È possibile intravedere le circostanze storiche del salmo? Forse sì, anche se il salmo è abbastanza vago, in modo che in ogni epoca chi lo prega possa riconoscersi in esso. Il v. 7 («Non tornerai tu forse a darci vita?») suggerisce un’epoca precisa. Il profeta Ezechiele, vissuto durante l’esilio, paragona gli esuli in Babilonia ad una valle di ossa inaridite, e il ritorno in patria come una risurrezione (cf. Ez 37). E dunque, la prima volta che Dio «ha fatto vivere» Israele, perdonando i suoi peccati, è stata appunto il ritorno in patria: questo è lo sfondo storico della prima strofa del salmo, i vv. 2-4. Il Deuteroisaia dipinge con colori paradisiaci il viaggio da Babilonia alla terra d’Israele sotto la guida di Dio (cf. Is 40,1-11) (KÖRTING, 2021, p. 149; KRAUS, 1978, p. 755).

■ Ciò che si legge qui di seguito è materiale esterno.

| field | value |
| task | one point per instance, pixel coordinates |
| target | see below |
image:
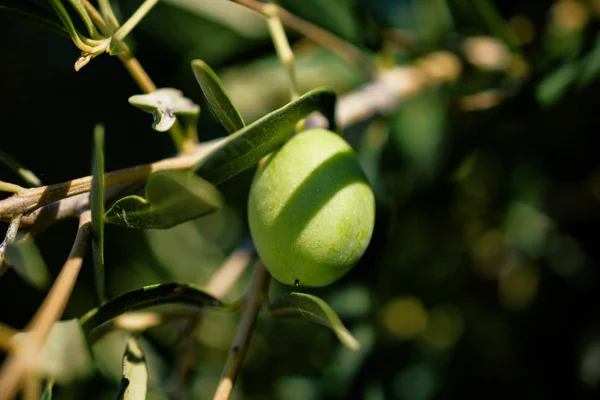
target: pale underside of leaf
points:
(135, 372)
(248, 146)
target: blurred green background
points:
(481, 280)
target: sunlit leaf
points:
(164, 105)
(80, 8)
(316, 310)
(247, 146)
(145, 297)
(172, 197)
(65, 356)
(97, 208)
(33, 13)
(134, 383)
(216, 96)
(27, 262)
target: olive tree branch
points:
(256, 296)
(19, 361)
(11, 235)
(184, 143)
(219, 285)
(341, 48)
(33, 198)
(6, 337)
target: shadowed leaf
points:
(47, 393)
(217, 98)
(172, 197)
(145, 297)
(247, 146)
(65, 356)
(97, 207)
(164, 104)
(316, 310)
(134, 383)
(27, 262)
(556, 83)
(25, 174)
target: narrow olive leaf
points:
(80, 8)
(134, 382)
(217, 98)
(145, 297)
(555, 84)
(164, 105)
(27, 262)
(47, 393)
(97, 207)
(25, 174)
(172, 197)
(65, 356)
(315, 309)
(33, 13)
(247, 146)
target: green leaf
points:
(134, 383)
(25, 174)
(217, 98)
(145, 297)
(80, 8)
(33, 13)
(555, 84)
(316, 310)
(27, 262)
(164, 105)
(97, 207)
(65, 356)
(172, 197)
(247, 146)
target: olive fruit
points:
(311, 211)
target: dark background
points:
(481, 280)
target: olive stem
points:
(256, 296)
(17, 363)
(282, 46)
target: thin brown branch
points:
(11, 235)
(6, 337)
(34, 198)
(341, 48)
(185, 143)
(219, 285)
(14, 369)
(257, 294)
(391, 87)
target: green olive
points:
(311, 210)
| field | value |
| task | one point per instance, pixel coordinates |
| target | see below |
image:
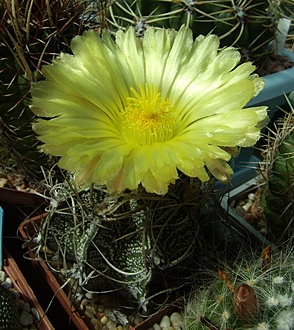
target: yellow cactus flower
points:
(132, 111)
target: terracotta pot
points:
(27, 229)
(21, 285)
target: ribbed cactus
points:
(277, 197)
(31, 34)
(9, 316)
(131, 243)
(256, 293)
(249, 25)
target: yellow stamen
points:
(147, 118)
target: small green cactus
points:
(31, 34)
(128, 243)
(277, 190)
(256, 293)
(9, 316)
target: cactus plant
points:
(249, 25)
(277, 191)
(257, 293)
(31, 34)
(9, 316)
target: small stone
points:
(100, 308)
(111, 325)
(104, 320)
(165, 322)
(176, 320)
(89, 295)
(137, 319)
(251, 197)
(27, 307)
(84, 303)
(96, 323)
(88, 314)
(35, 313)
(247, 206)
(156, 326)
(26, 318)
(2, 276)
(91, 309)
(15, 293)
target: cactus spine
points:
(257, 293)
(277, 196)
(249, 25)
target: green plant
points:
(132, 244)
(31, 34)
(249, 25)
(255, 293)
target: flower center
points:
(147, 118)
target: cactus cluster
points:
(249, 25)
(9, 316)
(257, 292)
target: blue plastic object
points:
(277, 85)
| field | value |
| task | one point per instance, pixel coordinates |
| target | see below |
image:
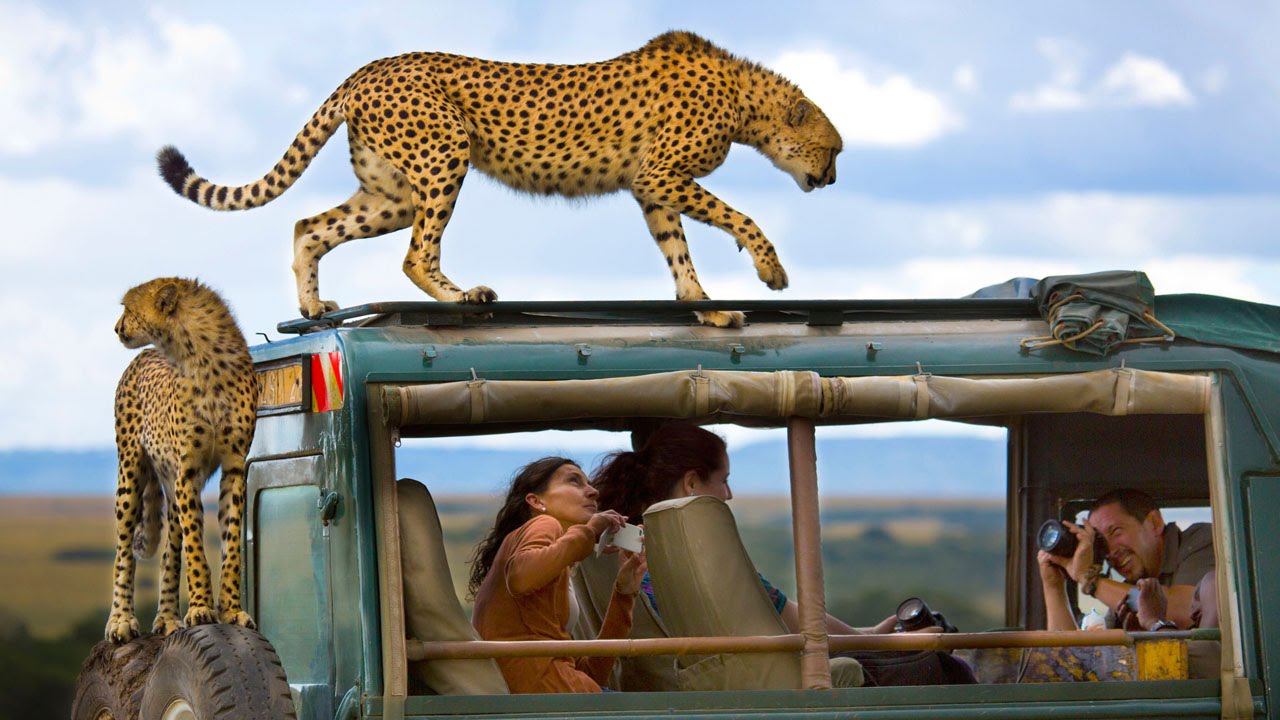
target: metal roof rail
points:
(658, 311)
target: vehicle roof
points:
(1203, 318)
(417, 342)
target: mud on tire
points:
(218, 671)
(112, 678)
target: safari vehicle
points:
(344, 565)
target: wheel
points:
(112, 677)
(215, 673)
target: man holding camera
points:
(1138, 545)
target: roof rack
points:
(658, 311)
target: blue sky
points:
(983, 140)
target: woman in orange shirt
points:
(520, 575)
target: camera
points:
(913, 614)
(1055, 538)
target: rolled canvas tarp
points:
(725, 396)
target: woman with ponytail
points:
(682, 460)
(520, 575)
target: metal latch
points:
(328, 505)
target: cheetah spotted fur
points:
(182, 410)
(650, 122)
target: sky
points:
(982, 141)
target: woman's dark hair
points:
(631, 481)
(515, 513)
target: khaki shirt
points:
(1188, 554)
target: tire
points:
(110, 682)
(218, 673)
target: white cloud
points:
(68, 82)
(1061, 91)
(965, 78)
(1144, 81)
(36, 106)
(891, 112)
(1132, 81)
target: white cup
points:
(627, 537)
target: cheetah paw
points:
(200, 615)
(312, 309)
(165, 624)
(237, 618)
(122, 627)
(479, 295)
(721, 318)
(772, 276)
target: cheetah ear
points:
(799, 112)
(167, 299)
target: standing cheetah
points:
(649, 121)
(182, 410)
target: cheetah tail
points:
(177, 172)
(146, 534)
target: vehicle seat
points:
(705, 584)
(432, 609)
(593, 582)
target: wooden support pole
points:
(803, 455)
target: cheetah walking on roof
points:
(650, 122)
(182, 410)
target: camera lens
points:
(1055, 538)
(913, 614)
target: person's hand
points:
(1152, 602)
(630, 572)
(883, 627)
(606, 520)
(1052, 570)
(1083, 557)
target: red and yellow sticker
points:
(327, 382)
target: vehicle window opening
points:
(888, 642)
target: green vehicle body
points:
(312, 557)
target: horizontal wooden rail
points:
(1013, 638)
(470, 650)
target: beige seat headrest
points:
(707, 586)
(432, 609)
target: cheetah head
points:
(805, 145)
(149, 308)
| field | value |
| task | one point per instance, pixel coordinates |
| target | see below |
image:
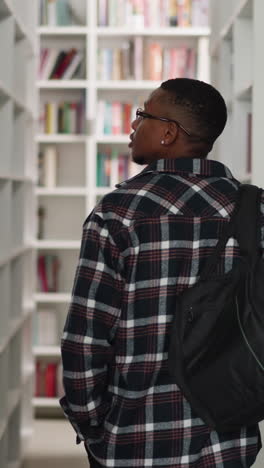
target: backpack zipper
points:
(245, 338)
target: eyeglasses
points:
(140, 114)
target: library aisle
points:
(53, 446)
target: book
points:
(41, 222)
(49, 166)
(64, 64)
(51, 380)
(48, 66)
(138, 58)
(45, 327)
(51, 9)
(78, 11)
(249, 143)
(73, 65)
(63, 13)
(155, 62)
(48, 270)
(183, 13)
(102, 13)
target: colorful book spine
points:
(46, 379)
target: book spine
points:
(102, 13)
(155, 62)
(138, 58)
(50, 166)
(52, 18)
(50, 380)
(116, 118)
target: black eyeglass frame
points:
(146, 115)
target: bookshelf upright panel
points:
(18, 54)
(238, 71)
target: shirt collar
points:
(201, 167)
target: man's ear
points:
(171, 133)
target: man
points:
(143, 244)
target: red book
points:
(42, 274)
(50, 380)
(64, 64)
(127, 108)
(40, 379)
(116, 118)
(155, 62)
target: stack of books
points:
(62, 117)
(61, 12)
(61, 65)
(153, 13)
(114, 118)
(113, 167)
(139, 60)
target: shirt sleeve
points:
(87, 341)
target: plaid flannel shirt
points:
(144, 243)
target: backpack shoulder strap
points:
(247, 228)
(243, 225)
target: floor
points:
(53, 446)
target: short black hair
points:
(202, 102)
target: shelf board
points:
(245, 94)
(60, 138)
(47, 351)
(59, 298)
(42, 402)
(103, 190)
(60, 245)
(61, 191)
(62, 84)
(15, 252)
(112, 139)
(127, 84)
(106, 31)
(17, 178)
(245, 178)
(62, 30)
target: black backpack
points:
(216, 351)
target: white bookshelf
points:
(238, 72)
(18, 52)
(73, 197)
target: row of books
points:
(48, 379)
(61, 64)
(138, 61)
(114, 118)
(62, 117)
(113, 167)
(153, 13)
(48, 266)
(61, 12)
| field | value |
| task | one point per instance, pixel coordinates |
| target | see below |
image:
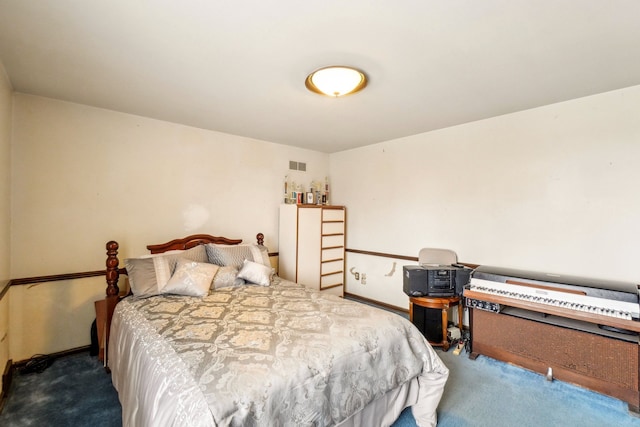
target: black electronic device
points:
(434, 280)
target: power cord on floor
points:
(38, 363)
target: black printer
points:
(435, 280)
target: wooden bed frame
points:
(104, 308)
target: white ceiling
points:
(239, 66)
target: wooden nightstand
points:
(439, 303)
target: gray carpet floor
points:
(76, 391)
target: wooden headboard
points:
(104, 308)
(113, 272)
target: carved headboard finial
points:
(112, 268)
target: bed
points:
(248, 348)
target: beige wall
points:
(5, 211)
(83, 176)
(552, 189)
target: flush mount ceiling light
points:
(336, 80)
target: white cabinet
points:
(311, 246)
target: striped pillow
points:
(234, 255)
(148, 275)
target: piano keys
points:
(608, 303)
(585, 331)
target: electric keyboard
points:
(615, 304)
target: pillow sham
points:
(149, 274)
(191, 278)
(226, 276)
(254, 272)
(234, 255)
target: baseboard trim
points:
(7, 377)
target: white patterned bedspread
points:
(264, 356)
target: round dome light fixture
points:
(336, 80)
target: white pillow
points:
(226, 276)
(191, 279)
(254, 272)
(150, 273)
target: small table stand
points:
(440, 303)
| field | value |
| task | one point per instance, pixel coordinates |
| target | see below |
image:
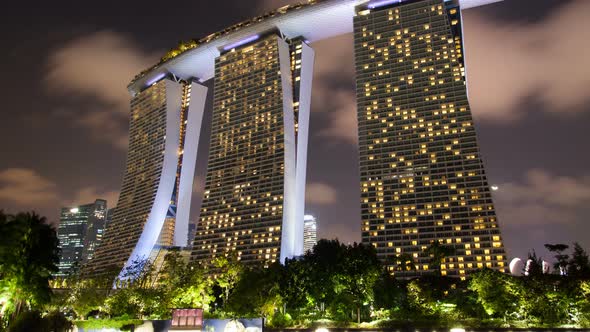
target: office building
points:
(79, 233)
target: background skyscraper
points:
(157, 177)
(422, 177)
(310, 232)
(79, 232)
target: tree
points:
(228, 271)
(29, 254)
(438, 253)
(562, 259)
(258, 292)
(495, 292)
(534, 265)
(186, 284)
(579, 264)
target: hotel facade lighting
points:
(422, 177)
(263, 72)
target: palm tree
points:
(29, 255)
(438, 253)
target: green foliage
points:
(281, 320)
(113, 323)
(228, 270)
(186, 284)
(28, 256)
(257, 293)
(497, 292)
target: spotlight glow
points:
(155, 79)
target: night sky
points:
(64, 113)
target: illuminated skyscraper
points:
(422, 177)
(165, 115)
(254, 177)
(419, 157)
(310, 232)
(79, 232)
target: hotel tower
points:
(422, 177)
(253, 203)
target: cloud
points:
(515, 62)
(333, 88)
(90, 194)
(97, 66)
(543, 199)
(342, 118)
(320, 194)
(26, 188)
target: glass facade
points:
(310, 232)
(422, 177)
(79, 232)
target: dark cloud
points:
(318, 193)
(98, 66)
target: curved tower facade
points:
(158, 176)
(422, 178)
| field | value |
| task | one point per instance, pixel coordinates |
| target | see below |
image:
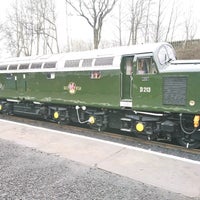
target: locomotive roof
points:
(58, 61)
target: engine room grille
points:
(174, 90)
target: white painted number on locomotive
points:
(145, 89)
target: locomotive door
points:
(126, 81)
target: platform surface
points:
(172, 173)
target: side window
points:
(129, 66)
(146, 66)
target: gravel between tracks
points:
(28, 174)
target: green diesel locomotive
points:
(140, 89)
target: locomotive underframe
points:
(153, 126)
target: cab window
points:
(146, 66)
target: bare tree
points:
(140, 13)
(94, 12)
(30, 24)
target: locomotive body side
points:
(140, 89)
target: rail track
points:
(158, 146)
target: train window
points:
(87, 63)
(95, 75)
(13, 67)
(51, 75)
(24, 66)
(3, 67)
(104, 61)
(50, 65)
(146, 66)
(9, 76)
(129, 66)
(36, 65)
(72, 63)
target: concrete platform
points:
(168, 172)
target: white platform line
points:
(107, 142)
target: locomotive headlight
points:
(192, 102)
(91, 120)
(139, 127)
(56, 115)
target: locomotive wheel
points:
(188, 142)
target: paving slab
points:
(160, 170)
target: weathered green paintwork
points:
(102, 92)
(153, 100)
(147, 89)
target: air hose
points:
(183, 129)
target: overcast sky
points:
(79, 29)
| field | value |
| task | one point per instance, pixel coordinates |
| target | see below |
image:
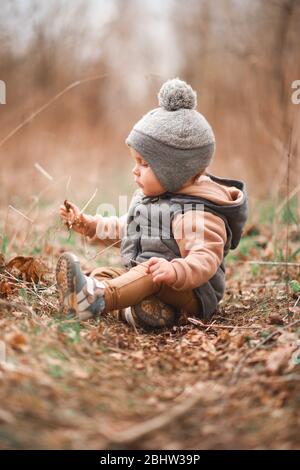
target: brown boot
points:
(150, 313)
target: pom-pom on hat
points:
(175, 139)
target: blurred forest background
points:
(241, 56)
(78, 75)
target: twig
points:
(46, 105)
(15, 305)
(43, 171)
(279, 263)
(89, 201)
(213, 325)
(20, 213)
(237, 370)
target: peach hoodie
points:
(200, 258)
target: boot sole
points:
(66, 283)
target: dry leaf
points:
(275, 319)
(279, 359)
(31, 269)
(16, 340)
(6, 288)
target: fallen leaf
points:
(275, 319)
(6, 288)
(31, 269)
(279, 359)
(17, 341)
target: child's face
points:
(144, 176)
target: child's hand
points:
(162, 270)
(69, 212)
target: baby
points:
(180, 225)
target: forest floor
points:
(98, 384)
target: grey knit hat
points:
(175, 139)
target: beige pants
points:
(125, 288)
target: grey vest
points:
(144, 240)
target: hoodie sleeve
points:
(201, 237)
(107, 229)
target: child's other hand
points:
(161, 270)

Ma presto il ritorno nella terra santa si è dimostrato tutt’altro che un paradiso: gli esuli, tornati in patria, hanno trovato le città distrutte, le campagne abbandonate e occupate da altri inquilini. Il lamento dei vv. 5-8 contrappone al quadro radioso del passato, quello doloroso del presente, esprimendo le difficoltà del postesilio. Questo è anche il Sitz im Leben del Tritoisaia (Is 56-66), dei profeti Aggeo e Zaccaria, che si rivolgono agli Israeliti dopo il ritorno dall’esilio, alle prese con gravi problemi economici e sociali. Già una volta il Signore «ha dato vita» al suo popolo, facendolo ritornare dall’esilio, e ciò è garanzia che egli «tornerà» ora a fare il miracolo, darà vita una seconda volta al suo popolo che si trova nella sofferenza (COETZEE, 2009, p. 554: EMMENDÖRFER, 1998, p. 251-253). Tu, che già hai operato il prodigio del ritorno, asciuga ora, una seconda volta, le lacrime dei nostri occhi.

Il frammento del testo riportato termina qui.